Hatfield received his Ph.D. from Iowa State University in 1975 in Agricultural Climatology and Statistics, a M.S. in Agronomy from the University of Kentucky in 1972 and a B.S. from Kansas State University in Agronomy in 1971.
“This Saturday will be the first time the Climate Change and Caring programs has focused on agriculture,” John Clayton, the organizer of the event, wrote in an e-mail to the S&B. “The two previous presentations addressed the understanding of Climate Change in general; you see many people still do not believe it exists; and addressed the ethical rationale for mitigating global warming with Pope Francis’s recent ecology encyclical as a launching point for dialogue among participants.”
The talk will focus on the impacts of climate and agriculture in Iowa. Hatfield will be speaking about the importance of the distinction between climate and weather with regard to agriculture, the variation in production among different soils and climate trends in Iowa. This will include information regarding the impact of annual and seasonal variation in precipitation and temperature and its effects for Iowa agricultural production.

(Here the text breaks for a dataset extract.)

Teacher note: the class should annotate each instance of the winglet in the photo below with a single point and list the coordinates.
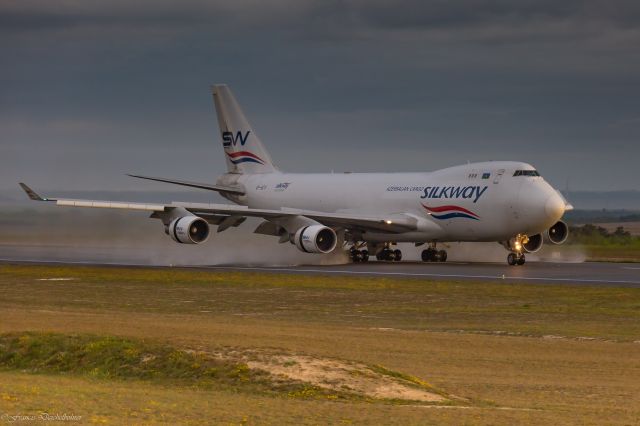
(32, 194)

“The impacts of climate on agriculture are evident in the variation in production from year to year,” Hatfield wrote in an email to the S&B. “Across the Midwest, the primary effect is due to variation in precipitation with either excessive rainfall in the spring and lack of moisture in the late summer during grain-filling. This is increased in soils with limited water holding capacity. Another impact is that the increase in heavy precipitation events and more extreme events we have increased soil erosion leading to loss of topsoil and degrading our soils so they are more susceptible to variations in the weather.”
With farmers and those in the agriculture industry in mind, Grinnell’s community stands to learn much about building climate resilience and protecting soil and water resources from this talk.
“There are some actions at the local level and the primary one is [to] increase the soil organic carbon in our agricultural soils, conserve energy which will reduce emissions,” Hatfield wrote. “The simple act of increasing shade on houses leads to reduced heat load during the summer and shelter effects during the winter, thereby decreasing the energy usage.”
The talk will use Pope Francis’s encyclical letter, “Laudato Si’,” as its starting point.
The event is open to the general public and will be held in the basement of St. Mary’s Catholic Church this Saturday at 1:30 p.m. The Social Justice committee of the church will set out refreshments at this event, welcoming everyone to attend.